Steve Jobs posted some interesting thoughts on Flash today on the Apple website. His thoughts circulated around why he didn’t want Flash on Apple’s mobile platforms. Jobs’ musings came down to what he characterized as technology issues, including Flash’s lack of openness as a technology, battery life issues, and the fact that Flash was created as primarily a mouse-driven tool.
Regardless of whether Adobe could improve the ability for Flash to operate in a touch-screen world, have better security and performance, or less impact on battery life, the fact is that Flash would still be owned by Adobe, rather than controlled by Apple or be an open standard that is managed by the technology industry in general. And that’s just something that Apple can’t take.
But Flash games? They’re games. Made with Flash.

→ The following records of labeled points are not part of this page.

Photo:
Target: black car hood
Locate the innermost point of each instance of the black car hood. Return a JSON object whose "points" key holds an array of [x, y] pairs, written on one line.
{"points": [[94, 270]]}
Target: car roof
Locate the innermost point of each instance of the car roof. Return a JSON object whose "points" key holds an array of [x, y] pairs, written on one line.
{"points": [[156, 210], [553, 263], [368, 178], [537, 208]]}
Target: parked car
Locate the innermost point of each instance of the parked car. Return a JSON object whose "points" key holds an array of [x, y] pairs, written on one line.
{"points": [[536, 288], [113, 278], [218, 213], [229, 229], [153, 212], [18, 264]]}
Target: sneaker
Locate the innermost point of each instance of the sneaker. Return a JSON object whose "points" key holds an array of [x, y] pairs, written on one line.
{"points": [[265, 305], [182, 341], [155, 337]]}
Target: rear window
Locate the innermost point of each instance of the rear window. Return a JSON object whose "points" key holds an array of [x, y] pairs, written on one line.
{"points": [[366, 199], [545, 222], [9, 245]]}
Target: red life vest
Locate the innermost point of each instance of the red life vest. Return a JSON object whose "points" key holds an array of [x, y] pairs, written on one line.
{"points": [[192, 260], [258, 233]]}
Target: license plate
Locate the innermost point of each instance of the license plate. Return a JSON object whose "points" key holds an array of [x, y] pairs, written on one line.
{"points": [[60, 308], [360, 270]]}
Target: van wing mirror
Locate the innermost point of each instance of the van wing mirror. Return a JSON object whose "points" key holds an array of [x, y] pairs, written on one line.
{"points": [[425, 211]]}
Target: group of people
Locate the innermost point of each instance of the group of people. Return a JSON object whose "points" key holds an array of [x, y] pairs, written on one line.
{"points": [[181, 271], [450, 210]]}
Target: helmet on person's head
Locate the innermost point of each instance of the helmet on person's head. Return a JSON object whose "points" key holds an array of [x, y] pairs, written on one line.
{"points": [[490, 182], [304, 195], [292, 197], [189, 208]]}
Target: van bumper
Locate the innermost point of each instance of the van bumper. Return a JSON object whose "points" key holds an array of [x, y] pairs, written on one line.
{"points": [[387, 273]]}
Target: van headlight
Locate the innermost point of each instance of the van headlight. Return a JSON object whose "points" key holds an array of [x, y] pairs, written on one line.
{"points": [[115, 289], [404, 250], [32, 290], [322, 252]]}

Take out the Flash and…well….
Can you find cheap (or free) games that are easy to make like Flash games? Jobs points towards all of the games on the App Store. But with those games on the App Store also come a developer agreement that is not so very open, and a review process that is becoming more and more a point of controversy and inconsistency. So, what is a Flash game developer to do?
HTML5 has been making some real advancements in video and animation. But for games, for the most part we’re still in a rudimentary process. It’s not going to stay that way, though. More and more developers are going to turn to HTML5 when they see it as a viable game development tool. It’s the new “Wild, Wild West”. And, most importantly, it doesn’t have to go through the App Store review process to be approved.
In the meantime, feel free to blow stuff up.